This layer contains all the basic R packages required for datascience and ML. A bunch of packages were added to the already extensive default list of packages in MatrixDS’s docker file.
The packages are defined in an R script called packages.R.
This layer takes a tremendously long time to build. A couple of hours on a Macbook Pro 2019, with 6 cores and 32 GB of RAM. One should be careful in assessing whether this layer has to be disturbed. Automated builds on Dockerhub are likely to take even longer.
Note: As such the dockerfile indicates that the packages are called in the last 2 layers only. It may be possible that subsequent image builds do not take as much time as I imagine.
- [ ] It may be easier to find a way to keep the additional packages specified in the rstudio and shiny package list to be in sync.
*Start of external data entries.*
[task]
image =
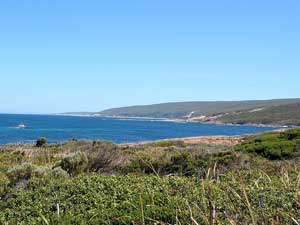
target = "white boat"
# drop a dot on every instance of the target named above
(21, 126)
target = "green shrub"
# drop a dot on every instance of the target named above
(58, 172)
(41, 142)
(103, 156)
(274, 145)
(20, 173)
(74, 163)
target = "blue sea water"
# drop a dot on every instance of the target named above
(62, 128)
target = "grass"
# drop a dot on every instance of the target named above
(96, 182)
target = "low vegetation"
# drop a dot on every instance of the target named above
(166, 182)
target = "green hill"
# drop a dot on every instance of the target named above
(281, 115)
(276, 111)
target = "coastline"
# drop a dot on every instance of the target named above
(178, 120)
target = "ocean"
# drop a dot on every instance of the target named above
(62, 128)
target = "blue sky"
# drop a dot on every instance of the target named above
(73, 55)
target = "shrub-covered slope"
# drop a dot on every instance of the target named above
(181, 109)
(169, 182)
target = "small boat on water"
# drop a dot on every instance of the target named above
(21, 126)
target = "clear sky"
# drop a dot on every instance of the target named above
(74, 55)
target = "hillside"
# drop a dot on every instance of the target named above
(276, 111)
(281, 115)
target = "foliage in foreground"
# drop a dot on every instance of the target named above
(274, 145)
(250, 197)
(158, 183)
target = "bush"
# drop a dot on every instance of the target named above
(103, 156)
(20, 173)
(58, 172)
(74, 163)
(274, 146)
(41, 142)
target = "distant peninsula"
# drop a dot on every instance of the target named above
(284, 112)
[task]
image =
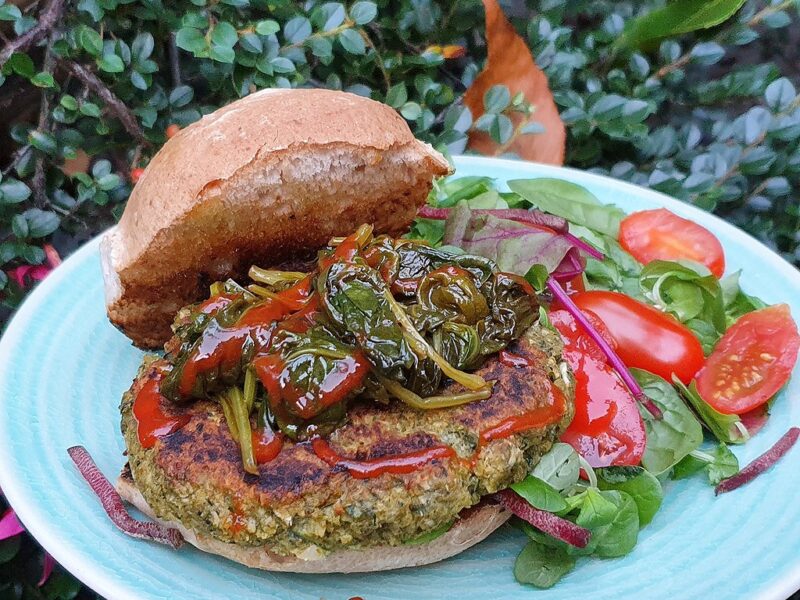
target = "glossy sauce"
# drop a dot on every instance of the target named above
(222, 348)
(266, 444)
(337, 385)
(366, 469)
(152, 422)
(539, 417)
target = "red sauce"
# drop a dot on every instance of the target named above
(222, 349)
(366, 469)
(336, 386)
(510, 359)
(215, 303)
(266, 444)
(152, 422)
(539, 417)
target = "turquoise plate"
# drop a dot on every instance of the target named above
(63, 369)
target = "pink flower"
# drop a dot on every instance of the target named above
(33, 273)
(10, 527)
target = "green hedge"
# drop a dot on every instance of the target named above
(712, 118)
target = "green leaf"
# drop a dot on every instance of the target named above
(726, 428)
(22, 65)
(397, 95)
(542, 566)
(780, 94)
(181, 96)
(221, 54)
(91, 41)
(224, 35)
(43, 141)
(110, 63)
(685, 289)
(267, 27)
(598, 509)
(677, 17)
(297, 30)
(363, 12)
(431, 535)
(41, 223)
(13, 191)
(539, 494)
(43, 80)
(496, 99)
(676, 434)
(411, 111)
(571, 201)
(560, 467)
(352, 42)
(618, 537)
(191, 40)
(639, 483)
(724, 465)
(90, 109)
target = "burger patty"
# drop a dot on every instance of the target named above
(301, 505)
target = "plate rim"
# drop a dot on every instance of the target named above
(98, 580)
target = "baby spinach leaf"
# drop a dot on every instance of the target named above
(618, 271)
(618, 537)
(718, 464)
(542, 566)
(737, 303)
(560, 467)
(687, 290)
(597, 509)
(724, 465)
(571, 201)
(430, 535)
(676, 434)
(726, 428)
(539, 494)
(639, 483)
(513, 246)
(688, 466)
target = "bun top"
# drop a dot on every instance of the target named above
(212, 149)
(266, 179)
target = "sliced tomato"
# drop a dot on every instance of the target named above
(607, 428)
(751, 362)
(646, 338)
(659, 234)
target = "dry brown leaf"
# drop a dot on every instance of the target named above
(511, 63)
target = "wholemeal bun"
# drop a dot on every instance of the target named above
(469, 530)
(266, 179)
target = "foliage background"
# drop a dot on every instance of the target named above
(712, 117)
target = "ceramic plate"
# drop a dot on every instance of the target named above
(63, 369)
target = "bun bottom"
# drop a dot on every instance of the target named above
(468, 531)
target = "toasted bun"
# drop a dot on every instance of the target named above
(467, 532)
(266, 179)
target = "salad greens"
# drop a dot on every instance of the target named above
(613, 503)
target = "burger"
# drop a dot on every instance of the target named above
(332, 397)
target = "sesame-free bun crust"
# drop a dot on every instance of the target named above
(465, 533)
(268, 178)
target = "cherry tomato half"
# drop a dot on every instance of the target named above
(607, 428)
(662, 235)
(751, 362)
(646, 338)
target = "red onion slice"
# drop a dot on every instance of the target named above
(613, 357)
(521, 215)
(551, 524)
(761, 464)
(115, 509)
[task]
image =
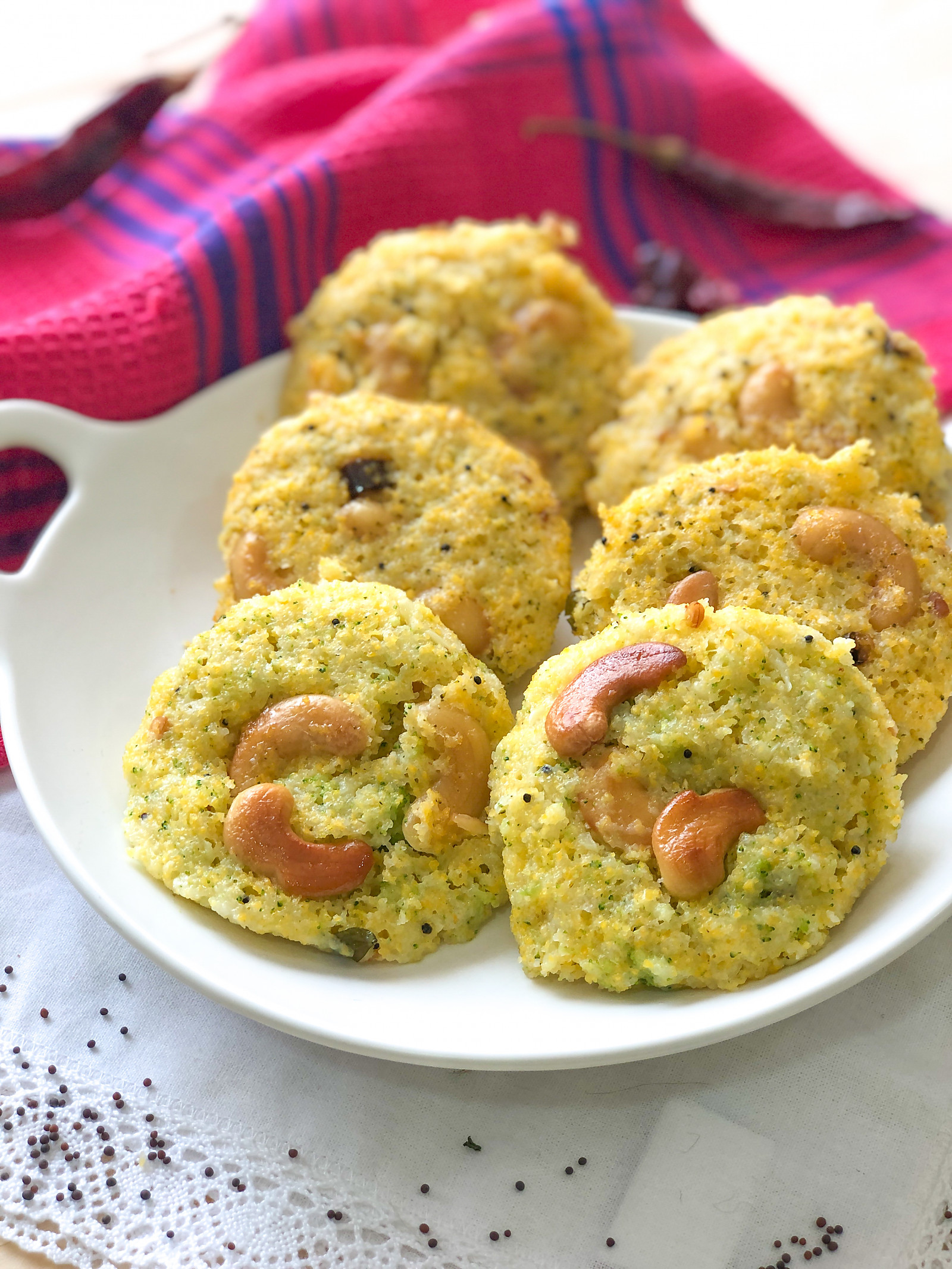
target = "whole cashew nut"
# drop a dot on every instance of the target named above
(695, 833)
(258, 833)
(824, 533)
(464, 616)
(768, 396)
(365, 518)
(617, 810)
(461, 791)
(300, 725)
(579, 715)
(693, 588)
(250, 569)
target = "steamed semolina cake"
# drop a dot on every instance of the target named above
(300, 747)
(797, 372)
(740, 518)
(418, 495)
(766, 745)
(494, 319)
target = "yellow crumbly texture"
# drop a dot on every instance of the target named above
(853, 378)
(466, 514)
(365, 644)
(733, 517)
(490, 318)
(758, 709)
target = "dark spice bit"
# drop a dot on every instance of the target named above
(366, 475)
(734, 187)
(359, 941)
(54, 179)
(668, 278)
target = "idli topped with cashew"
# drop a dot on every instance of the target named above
(797, 372)
(416, 495)
(496, 319)
(317, 767)
(791, 533)
(691, 798)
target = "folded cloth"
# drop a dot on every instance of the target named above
(333, 120)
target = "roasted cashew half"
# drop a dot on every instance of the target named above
(695, 833)
(825, 533)
(617, 810)
(693, 588)
(458, 798)
(579, 715)
(250, 569)
(258, 833)
(300, 725)
(464, 616)
(768, 397)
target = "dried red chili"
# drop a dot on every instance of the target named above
(668, 278)
(734, 187)
(50, 182)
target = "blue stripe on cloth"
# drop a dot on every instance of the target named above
(330, 27)
(262, 252)
(310, 229)
(702, 221)
(593, 158)
(412, 26)
(291, 231)
(622, 116)
(201, 338)
(221, 264)
(226, 135)
(129, 224)
(155, 191)
(89, 234)
(298, 36)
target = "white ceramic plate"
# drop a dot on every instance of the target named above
(122, 578)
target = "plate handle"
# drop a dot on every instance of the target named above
(71, 441)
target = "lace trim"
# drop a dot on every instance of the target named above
(259, 1206)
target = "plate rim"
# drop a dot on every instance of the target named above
(83, 431)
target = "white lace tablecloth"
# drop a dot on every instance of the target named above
(696, 1161)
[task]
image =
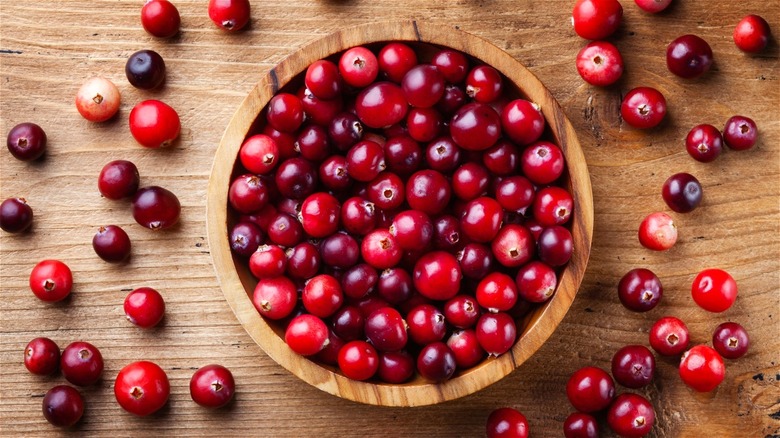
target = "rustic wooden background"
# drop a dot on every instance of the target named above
(48, 48)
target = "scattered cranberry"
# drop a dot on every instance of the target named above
(702, 368)
(26, 141)
(142, 388)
This is a list of the basic packages being installed. These conver many commonly used libraries for data science. This layer will take a Long time to install.
Do not install custom libraries to this layer. Install in the next layer.
#Script for common package installation on MatrixDS docker image
p<-c('nnet','kknn','randomForest','xgboost','tidyverse','plotly','shiny','shinydashboard',
'devtools','FinCal','googleVis','DT', 'kernlab','earth',
'htmlwidgets','rmarkdown','lubridate','leaflet','sparklyr','magrittr','openxlsx',
'packrat','roxygen2','knitr','readr','readxl','stringr','broom','feather',
'forcats','testthat','plumber','RCurl','rvest','mailR','nlme','foreign','lattice',
'expm','Matrix','flexdashboard','caret','mlbench','plotROC','RJDBC','rgdal',
'highcharter','tidyquant','timetk','quantmod','PerformanceAnalytics','scales',
'tidymodels','C50', 'parsnip','rmetalog','reticulate','umap', 'glmnet', 'easypackages', 'drake', 'shinythemes', 'shinyjs', 'recipes', 'rsample', 'rpart.plot', 'remotes', 'DataExplorer', 'inspectdf', 'janitor', 'mongolite', 'jsonlite', 'config' )
install.packages(p,dependencies = TRUE)
Add your custom packages to this layer. In this way, only the additional packages are installed in a new layer.
#Script for common package installation on MatrixDS docker image
PKGS <- c(
"tidyverse", "mapproj", "maps", "genius"
)
install.packages(PKGS, dependencies = TRUE)
devtools::install_github("tidyverse/googlesheets4", dependencies = TRUE)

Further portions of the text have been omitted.